Effacement de Percival Everett

EffacementQuand on est un écrivain noir américain, on écrit sur les Noirs aux États-Unis, c’est comme ça, ça tombe sous le sens. Sauf sous celui de Thelonius « Monk » Ellison qui lui écrit sur les mythes grecs, des réécritures d’Eschyle, d’Euripide… Et comme sa photo est reproduite en quatrième de couverture, ses romans sont classés en littérature afro-américaine. Déprimant. Évidemment, il n’en vend guère, pas assez noirs ses livres, comme le lui répète son agent.

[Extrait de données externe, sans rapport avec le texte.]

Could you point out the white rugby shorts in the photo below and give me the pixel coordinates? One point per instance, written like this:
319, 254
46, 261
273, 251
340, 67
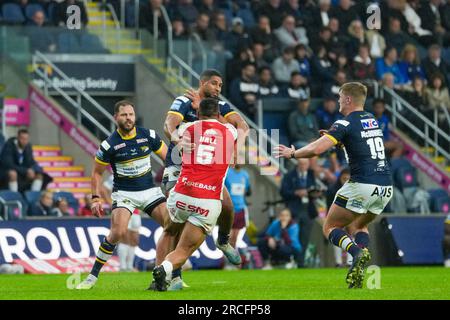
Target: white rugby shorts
363, 198
145, 200
202, 213
135, 222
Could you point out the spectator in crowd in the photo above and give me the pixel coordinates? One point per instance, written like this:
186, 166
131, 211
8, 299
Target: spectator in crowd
202, 28
280, 243
61, 15
267, 86
437, 96
235, 65
323, 71
410, 64
328, 113
208, 7
396, 37
376, 41
146, 14
238, 37
244, 91
220, 27
432, 14
61, 208
295, 188
302, 125
394, 148
283, 66
389, 64
342, 64
40, 38
363, 67
298, 87
289, 35
357, 37
332, 89
18, 166
320, 16
237, 182
187, 11
416, 96
258, 55
301, 55
273, 10
345, 13
344, 176
262, 33
434, 63
179, 29
45, 205
446, 242
415, 28
86, 211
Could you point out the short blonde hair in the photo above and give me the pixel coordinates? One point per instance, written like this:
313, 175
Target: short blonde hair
356, 90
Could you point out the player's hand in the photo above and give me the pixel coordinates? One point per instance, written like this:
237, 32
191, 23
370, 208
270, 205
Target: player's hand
283, 151
272, 243
194, 96
186, 145
97, 208
31, 174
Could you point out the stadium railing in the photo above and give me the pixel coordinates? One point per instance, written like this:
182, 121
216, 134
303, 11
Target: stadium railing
80, 109
404, 114
187, 77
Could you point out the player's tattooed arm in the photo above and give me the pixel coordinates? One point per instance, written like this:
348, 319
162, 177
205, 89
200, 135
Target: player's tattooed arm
96, 182
243, 129
170, 127
194, 96
311, 150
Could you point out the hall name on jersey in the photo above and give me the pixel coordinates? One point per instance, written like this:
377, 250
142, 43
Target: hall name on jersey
372, 133
208, 140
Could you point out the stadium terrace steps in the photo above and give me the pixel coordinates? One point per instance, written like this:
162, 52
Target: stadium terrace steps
60, 161
66, 176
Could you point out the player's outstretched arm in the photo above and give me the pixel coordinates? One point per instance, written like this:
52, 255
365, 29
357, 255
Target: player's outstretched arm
96, 182
311, 150
243, 129
173, 120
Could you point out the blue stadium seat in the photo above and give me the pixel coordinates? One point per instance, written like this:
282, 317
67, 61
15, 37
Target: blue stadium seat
51, 12
398, 163
32, 197
71, 200
247, 16
12, 205
439, 201
405, 177
31, 9
12, 13
68, 43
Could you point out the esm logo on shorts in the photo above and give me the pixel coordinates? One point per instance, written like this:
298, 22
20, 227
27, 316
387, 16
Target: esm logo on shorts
192, 208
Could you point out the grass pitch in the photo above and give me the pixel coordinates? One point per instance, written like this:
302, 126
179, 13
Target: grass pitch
428, 283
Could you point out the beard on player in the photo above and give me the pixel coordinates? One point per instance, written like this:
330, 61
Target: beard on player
126, 125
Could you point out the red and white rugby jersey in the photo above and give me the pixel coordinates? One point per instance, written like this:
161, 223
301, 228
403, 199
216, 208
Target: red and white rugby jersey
204, 169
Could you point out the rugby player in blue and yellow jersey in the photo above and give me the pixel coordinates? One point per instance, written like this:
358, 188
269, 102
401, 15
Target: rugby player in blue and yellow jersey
369, 189
184, 109
128, 152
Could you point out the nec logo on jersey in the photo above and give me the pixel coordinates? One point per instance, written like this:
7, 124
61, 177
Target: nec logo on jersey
369, 124
192, 208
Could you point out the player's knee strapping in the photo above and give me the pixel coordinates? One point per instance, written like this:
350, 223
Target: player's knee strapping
362, 239
105, 251
340, 238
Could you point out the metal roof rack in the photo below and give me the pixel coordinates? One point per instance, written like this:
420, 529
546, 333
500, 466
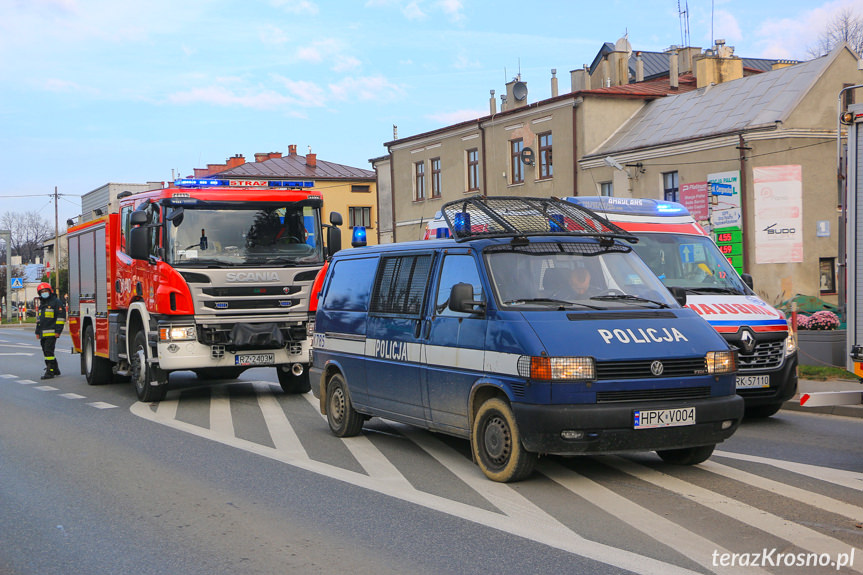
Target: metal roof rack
520, 217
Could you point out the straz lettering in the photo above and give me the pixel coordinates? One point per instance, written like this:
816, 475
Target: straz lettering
642, 335
397, 350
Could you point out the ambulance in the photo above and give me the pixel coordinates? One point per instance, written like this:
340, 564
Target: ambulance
535, 329
684, 256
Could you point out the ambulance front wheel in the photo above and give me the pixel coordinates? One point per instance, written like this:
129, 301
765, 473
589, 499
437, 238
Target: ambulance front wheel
687, 456
496, 443
344, 421
144, 374
96, 369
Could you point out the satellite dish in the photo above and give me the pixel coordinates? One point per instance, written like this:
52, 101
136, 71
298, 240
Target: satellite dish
519, 91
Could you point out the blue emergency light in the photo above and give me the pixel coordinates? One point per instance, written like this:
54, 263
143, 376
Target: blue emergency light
358, 238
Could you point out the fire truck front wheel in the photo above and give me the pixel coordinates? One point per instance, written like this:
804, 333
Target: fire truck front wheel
96, 369
144, 375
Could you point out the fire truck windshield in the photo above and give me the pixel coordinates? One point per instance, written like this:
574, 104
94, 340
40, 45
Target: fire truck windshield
276, 235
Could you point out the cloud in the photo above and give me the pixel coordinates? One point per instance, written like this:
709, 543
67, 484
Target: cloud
456, 116
366, 88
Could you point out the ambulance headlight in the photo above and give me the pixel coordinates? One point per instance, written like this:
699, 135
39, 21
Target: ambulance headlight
177, 333
557, 368
719, 362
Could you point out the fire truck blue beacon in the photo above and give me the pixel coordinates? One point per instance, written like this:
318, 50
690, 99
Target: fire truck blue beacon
535, 329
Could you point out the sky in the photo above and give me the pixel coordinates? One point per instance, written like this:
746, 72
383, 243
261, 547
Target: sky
98, 91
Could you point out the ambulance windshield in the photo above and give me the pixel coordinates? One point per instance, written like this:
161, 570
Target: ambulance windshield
270, 235
690, 262
554, 275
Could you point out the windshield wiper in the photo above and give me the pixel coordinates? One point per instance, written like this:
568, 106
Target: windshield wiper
629, 298
548, 301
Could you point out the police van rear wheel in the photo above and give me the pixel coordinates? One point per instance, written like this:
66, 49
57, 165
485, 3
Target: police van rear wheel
343, 419
96, 369
687, 456
496, 443
143, 374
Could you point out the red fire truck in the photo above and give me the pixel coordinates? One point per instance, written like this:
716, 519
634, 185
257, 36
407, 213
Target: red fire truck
211, 276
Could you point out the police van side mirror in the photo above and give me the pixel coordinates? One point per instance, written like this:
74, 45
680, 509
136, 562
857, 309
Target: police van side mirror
679, 295
139, 244
461, 299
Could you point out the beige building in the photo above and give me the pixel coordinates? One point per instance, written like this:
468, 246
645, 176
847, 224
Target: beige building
707, 116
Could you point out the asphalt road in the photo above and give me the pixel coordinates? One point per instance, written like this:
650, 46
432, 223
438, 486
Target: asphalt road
239, 478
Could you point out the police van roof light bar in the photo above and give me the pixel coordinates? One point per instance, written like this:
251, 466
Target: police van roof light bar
520, 217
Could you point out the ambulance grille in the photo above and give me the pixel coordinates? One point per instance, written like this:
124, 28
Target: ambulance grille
767, 355
640, 369
652, 394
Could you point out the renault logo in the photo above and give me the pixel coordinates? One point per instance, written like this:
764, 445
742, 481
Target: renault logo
747, 341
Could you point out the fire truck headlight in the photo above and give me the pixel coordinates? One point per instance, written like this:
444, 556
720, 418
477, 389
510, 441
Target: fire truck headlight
719, 362
557, 368
177, 333
790, 344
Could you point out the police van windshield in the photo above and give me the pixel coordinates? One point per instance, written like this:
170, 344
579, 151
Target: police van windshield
551, 275
690, 262
276, 235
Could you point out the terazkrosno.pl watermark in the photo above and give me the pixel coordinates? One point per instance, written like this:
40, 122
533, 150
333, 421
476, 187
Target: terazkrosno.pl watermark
773, 558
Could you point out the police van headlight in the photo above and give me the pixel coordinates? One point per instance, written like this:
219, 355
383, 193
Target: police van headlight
719, 362
177, 333
557, 368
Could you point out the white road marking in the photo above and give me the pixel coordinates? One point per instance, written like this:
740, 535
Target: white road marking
101, 405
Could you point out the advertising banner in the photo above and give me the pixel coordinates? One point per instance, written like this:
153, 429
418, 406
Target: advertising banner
778, 214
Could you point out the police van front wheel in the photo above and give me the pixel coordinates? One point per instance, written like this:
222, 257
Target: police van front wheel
686, 456
496, 443
343, 419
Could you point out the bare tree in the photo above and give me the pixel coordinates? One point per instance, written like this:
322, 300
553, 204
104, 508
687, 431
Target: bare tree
846, 26
29, 231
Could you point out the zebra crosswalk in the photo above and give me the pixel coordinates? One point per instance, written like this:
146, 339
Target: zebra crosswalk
634, 512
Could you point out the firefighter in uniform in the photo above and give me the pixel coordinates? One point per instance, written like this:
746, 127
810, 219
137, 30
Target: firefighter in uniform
49, 326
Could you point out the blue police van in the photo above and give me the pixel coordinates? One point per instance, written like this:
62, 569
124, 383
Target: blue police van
535, 330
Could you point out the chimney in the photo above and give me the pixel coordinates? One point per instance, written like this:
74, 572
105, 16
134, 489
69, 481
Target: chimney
237, 160
673, 68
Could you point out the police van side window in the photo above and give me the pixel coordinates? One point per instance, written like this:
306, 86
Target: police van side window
400, 285
459, 268
350, 285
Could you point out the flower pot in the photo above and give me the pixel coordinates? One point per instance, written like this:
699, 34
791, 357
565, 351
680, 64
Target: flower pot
821, 347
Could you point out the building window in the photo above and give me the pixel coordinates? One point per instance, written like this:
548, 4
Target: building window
472, 170
670, 187
606, 189
420, 180
516, 146
827, 272
546, 169
360, 216
435, 177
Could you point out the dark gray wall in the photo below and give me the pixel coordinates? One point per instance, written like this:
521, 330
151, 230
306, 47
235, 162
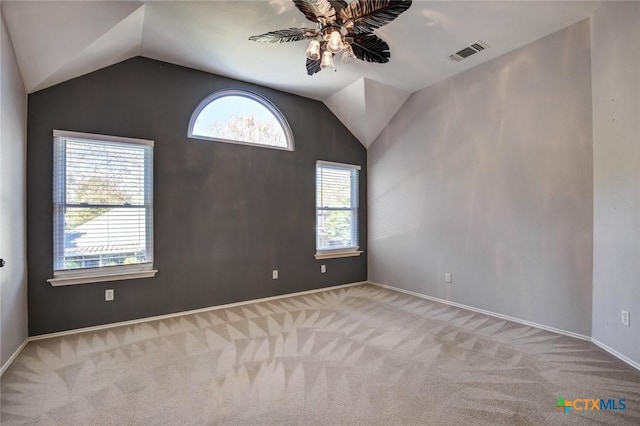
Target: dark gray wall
225, 215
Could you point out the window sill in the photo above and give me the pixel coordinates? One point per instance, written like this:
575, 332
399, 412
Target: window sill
95, 278
335, 254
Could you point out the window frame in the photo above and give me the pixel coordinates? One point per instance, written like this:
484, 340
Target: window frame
350, 251
288, 134
63, 277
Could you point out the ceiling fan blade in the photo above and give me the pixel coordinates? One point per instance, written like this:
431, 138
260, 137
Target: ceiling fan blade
317, 10
367, 15
313, 66
286, 35
338, 5
369, 47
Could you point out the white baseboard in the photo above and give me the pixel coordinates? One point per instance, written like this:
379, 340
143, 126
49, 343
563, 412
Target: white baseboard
12, 357
482, 311
613, 352
617, 354
179, 314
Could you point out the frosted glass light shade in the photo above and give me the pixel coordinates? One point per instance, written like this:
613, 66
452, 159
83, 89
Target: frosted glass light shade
327, 60
313, 51
334, 44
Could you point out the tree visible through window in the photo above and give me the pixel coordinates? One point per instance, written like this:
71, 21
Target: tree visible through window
336, 209
240, 117
103, 209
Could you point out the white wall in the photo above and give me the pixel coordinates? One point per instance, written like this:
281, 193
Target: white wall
616, 147
13, 280
489, 175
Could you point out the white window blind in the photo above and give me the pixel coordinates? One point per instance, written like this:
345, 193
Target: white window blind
336, 206
102, 201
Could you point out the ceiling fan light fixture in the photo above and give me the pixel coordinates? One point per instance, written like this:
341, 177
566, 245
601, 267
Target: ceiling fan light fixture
343, 27
334, 44
313, 51
327, 60
347, 54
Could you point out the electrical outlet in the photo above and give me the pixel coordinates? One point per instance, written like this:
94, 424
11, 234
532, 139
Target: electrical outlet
625, 318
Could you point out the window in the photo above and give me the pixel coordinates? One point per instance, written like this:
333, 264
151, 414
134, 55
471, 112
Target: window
336, 210
238, 116
102, 208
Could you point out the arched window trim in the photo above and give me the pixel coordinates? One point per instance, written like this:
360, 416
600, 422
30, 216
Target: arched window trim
251, 96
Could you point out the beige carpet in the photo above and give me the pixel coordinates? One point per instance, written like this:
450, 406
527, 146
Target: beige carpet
355, 356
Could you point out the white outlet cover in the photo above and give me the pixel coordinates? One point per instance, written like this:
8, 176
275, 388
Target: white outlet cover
626, 318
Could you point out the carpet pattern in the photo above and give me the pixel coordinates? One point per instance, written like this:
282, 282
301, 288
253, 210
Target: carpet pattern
360, 355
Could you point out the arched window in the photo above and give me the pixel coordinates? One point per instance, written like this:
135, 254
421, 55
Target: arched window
238, 116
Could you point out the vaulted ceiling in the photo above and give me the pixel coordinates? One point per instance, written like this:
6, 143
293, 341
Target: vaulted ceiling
58, 40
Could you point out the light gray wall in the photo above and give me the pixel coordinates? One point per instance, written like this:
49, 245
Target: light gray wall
616, 147
489, 175
13, 279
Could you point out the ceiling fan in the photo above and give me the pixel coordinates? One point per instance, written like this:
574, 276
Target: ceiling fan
342, 27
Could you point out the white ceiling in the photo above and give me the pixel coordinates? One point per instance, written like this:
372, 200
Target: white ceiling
58, 40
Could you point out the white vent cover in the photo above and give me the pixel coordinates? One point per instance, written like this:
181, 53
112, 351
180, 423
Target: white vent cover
472, 49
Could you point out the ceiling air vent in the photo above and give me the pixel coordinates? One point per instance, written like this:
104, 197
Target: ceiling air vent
474, 48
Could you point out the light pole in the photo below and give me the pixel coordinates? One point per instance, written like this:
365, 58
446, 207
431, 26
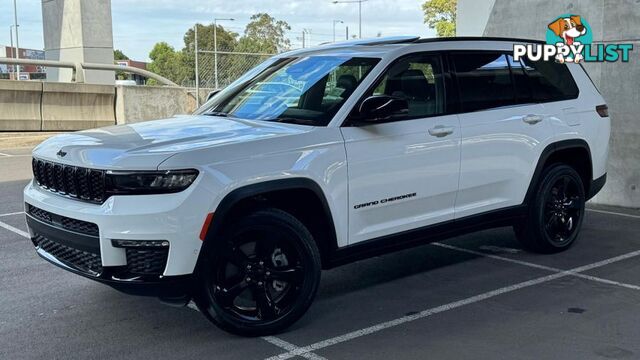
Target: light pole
359, 12
15, 23
215, 48
334, 28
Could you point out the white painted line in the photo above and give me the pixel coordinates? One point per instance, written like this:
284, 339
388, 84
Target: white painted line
450, 306
615, 213
15, 230
541, 267
290, 347
15, 213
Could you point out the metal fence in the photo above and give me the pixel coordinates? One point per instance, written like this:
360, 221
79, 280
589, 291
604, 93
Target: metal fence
217, 70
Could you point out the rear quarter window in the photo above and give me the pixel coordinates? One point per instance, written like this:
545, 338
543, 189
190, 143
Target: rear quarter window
550, 81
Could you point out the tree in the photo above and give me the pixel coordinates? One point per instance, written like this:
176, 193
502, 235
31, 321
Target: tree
265, 34
441, 16
167, 62
227, 41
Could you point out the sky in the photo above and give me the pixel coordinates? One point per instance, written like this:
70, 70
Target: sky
139, 24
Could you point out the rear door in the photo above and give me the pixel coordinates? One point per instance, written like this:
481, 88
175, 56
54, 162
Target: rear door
503, 129
403, 174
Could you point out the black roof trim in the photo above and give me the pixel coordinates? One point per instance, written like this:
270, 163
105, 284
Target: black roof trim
477, 38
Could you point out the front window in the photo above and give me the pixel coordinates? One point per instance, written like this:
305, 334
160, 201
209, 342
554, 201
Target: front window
307, 90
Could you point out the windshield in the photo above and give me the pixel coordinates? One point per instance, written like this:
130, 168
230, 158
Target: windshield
306, 90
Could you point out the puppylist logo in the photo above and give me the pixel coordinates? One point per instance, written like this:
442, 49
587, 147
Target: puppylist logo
569, 39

Quand l’abominable livre d’une improbable jeune femme noire fait un tabac parce qu’il prétend décrire de façon authentique la vie dans le ghetto, Monk se fâche et décide d’écrire une parodie de ce best seller. Il y met tous les clichés : violence, vulgarité, ignorance, sexe, situations sordides, personnages stéréotypés. Son agent trouve ça formidable et bientôt, on s’arrache le manuscrit, écrit bien sûr sous pseudonyme. Monk en attendant touche le fond, il n’arrive pas à comprendre l’engouement du monde littéraire pour une telle supercherie que tout le monde prend pour un récit criant d’authenticité. Mais la mère de Monk est malade et il doit accepter cet argent providentiel.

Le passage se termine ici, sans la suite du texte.